The Volokh Conspiracy blogged This is an interesting story, although I'm not quite sure what to make of it. If the spying program led to the discovery of "a few terrorists," is the real story that the program only led to a few terrorists, or is it that the program successfully led to the discovery of terrorist cells inside the United States? The Times opts for the former, but it's not immediately obvious to me why they don't opt for the latter. Second, I'm a little bit skeptical of the sourcing for this article. Turf battles can create inter-agency friction, and a New York Times piece based on anonymous sources can provide excellent cover for fighting the battle over turf. I would want to know what kind of turf battles are going on within the government between the NSA and FBI before knowing how much to trust the views of anonymous FBI insiders about the work of the NSA. The story is helpful, and may be quite accurate, but I'm a bit cautious about this one.

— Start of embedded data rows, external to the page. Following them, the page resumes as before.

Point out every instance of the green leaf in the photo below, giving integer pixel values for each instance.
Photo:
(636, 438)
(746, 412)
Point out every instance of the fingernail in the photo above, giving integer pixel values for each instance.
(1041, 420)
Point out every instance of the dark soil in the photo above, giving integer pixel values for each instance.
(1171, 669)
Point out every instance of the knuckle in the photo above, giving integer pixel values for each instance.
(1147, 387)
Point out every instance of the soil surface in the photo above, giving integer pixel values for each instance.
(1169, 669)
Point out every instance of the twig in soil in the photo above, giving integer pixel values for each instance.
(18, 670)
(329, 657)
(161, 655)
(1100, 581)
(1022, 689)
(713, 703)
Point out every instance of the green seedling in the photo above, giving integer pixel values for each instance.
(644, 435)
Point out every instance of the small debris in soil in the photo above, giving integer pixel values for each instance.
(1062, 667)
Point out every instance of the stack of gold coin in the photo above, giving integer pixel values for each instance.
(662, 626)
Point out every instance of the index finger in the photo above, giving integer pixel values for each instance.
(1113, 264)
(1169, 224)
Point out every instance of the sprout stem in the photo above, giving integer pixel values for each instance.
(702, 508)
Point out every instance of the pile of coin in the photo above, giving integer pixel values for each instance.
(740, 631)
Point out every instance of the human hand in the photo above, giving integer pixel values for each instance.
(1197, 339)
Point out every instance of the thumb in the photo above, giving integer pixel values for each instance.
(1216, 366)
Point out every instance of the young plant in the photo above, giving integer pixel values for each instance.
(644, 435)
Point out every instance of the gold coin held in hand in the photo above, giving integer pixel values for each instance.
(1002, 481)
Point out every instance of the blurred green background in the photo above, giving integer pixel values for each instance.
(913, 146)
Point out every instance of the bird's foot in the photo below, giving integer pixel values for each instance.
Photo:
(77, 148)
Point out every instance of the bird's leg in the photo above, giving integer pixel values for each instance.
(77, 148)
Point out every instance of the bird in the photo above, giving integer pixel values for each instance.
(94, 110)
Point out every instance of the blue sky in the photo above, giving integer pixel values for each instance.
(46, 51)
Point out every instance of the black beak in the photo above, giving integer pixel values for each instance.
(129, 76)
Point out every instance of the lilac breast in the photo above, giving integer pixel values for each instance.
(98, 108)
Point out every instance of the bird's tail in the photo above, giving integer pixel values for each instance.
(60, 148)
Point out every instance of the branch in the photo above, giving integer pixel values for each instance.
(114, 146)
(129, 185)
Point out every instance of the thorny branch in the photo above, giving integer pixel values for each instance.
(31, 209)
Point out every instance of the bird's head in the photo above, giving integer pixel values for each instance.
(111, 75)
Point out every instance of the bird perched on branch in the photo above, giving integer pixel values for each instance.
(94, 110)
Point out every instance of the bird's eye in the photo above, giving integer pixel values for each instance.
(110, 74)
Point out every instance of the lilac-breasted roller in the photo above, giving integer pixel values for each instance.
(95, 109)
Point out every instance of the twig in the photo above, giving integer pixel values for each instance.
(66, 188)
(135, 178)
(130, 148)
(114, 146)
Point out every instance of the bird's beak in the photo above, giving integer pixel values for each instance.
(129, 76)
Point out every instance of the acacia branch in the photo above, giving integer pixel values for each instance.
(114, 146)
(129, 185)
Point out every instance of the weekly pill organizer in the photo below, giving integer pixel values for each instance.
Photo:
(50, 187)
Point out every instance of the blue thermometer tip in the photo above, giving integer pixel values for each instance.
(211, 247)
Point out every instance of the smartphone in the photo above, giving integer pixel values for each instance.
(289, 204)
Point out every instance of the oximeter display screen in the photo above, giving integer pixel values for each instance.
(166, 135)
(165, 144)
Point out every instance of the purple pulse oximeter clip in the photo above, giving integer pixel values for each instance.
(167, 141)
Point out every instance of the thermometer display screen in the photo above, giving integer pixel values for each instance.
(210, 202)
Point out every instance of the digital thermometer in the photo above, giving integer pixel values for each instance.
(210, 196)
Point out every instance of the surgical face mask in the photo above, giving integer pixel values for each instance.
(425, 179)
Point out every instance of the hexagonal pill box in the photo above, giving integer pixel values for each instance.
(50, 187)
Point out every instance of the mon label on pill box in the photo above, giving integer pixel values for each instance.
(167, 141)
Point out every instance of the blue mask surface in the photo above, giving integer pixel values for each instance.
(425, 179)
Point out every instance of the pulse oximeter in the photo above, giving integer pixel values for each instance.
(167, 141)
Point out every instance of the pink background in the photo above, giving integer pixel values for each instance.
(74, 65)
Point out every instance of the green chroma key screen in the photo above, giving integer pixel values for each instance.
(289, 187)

GOP Bloggers blogged This is just part of the MSM campaign to impugn the manifestly successful (for whatever reason, unless you think Al Qaeda just took their ball and went home) efforts to prevent further attacks. When there is another attack, these same people will attack the government for its failure to prevent it. This amnesia exists on West 42nd Street, but polls indicate that most Americans don't share the Times's affliction.

The Moderate Voice blogged Which is the best approach? If nothing (that we in the public know of, of course) comes of this approach then some will argue it's a waste of time. If a tidbit comes that saves a large number of lives, it would be justified. But no matter what it doesn't sound as if the FBI is equipped to run down all of these infobits — and that this approach could prove to be a distraction. Of course, no one will know that is a fact unless something happens that in retrospect would have required a better allocation of FBI resources than checking out a schoolteacher who showed up in the big intelligence fishnet.